Following four days of disruption, the controllers had suspended their go-slow for eight hours, allowing airlines to catch up on their schedules, airport officials said.
One air traffic controller, who asked not to be named, said they were clearing one plane to land or take off every 15 minutes.
But on Friday, some planes were delayed up to five hours, the airport officials said.
At least four air traffic controllers have been dismissed in the dispute. Civil Aviation Minister Ahmed Shafiq threatened more dismissals if the go-slow continued.
"I've ordered an immediate inquiry into the reasons ... . If anyone is proved to be involved, he will be dismissed immediately because there can be no leniency for anyone who causes big losses to Egyptian and foreign companies," he said.

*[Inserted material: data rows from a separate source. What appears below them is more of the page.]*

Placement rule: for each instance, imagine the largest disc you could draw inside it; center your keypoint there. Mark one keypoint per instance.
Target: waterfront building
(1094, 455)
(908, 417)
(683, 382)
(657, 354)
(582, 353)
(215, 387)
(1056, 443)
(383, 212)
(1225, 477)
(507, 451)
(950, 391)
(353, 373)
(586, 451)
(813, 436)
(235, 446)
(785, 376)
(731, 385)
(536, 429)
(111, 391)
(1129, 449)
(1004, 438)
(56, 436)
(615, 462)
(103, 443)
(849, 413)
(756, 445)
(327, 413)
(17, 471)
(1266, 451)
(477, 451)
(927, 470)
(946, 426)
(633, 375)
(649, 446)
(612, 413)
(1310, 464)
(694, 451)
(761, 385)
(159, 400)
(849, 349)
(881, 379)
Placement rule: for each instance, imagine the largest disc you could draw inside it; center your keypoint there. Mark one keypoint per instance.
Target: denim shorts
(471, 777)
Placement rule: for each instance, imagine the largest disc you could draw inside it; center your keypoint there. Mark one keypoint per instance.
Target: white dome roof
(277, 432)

An official of the state carrier EgyptAir said the company had lost $2 million in two days, besides the extra cost of feeding passengers and putting them up in hotels.
The Egyptian authorities have waived landing fees for airlines to compensate them for the delays.
The controllers want their salaries doubled over three years, better health insurance and other improvements, the air traffic controller said. Shafiq has said that after recent increases, they have no reason to complain.
Hands-on controllers earn 3000 Egyptian pounds ($520) a month and will receive raises of up to 600 pounds a month from this month, the controller said.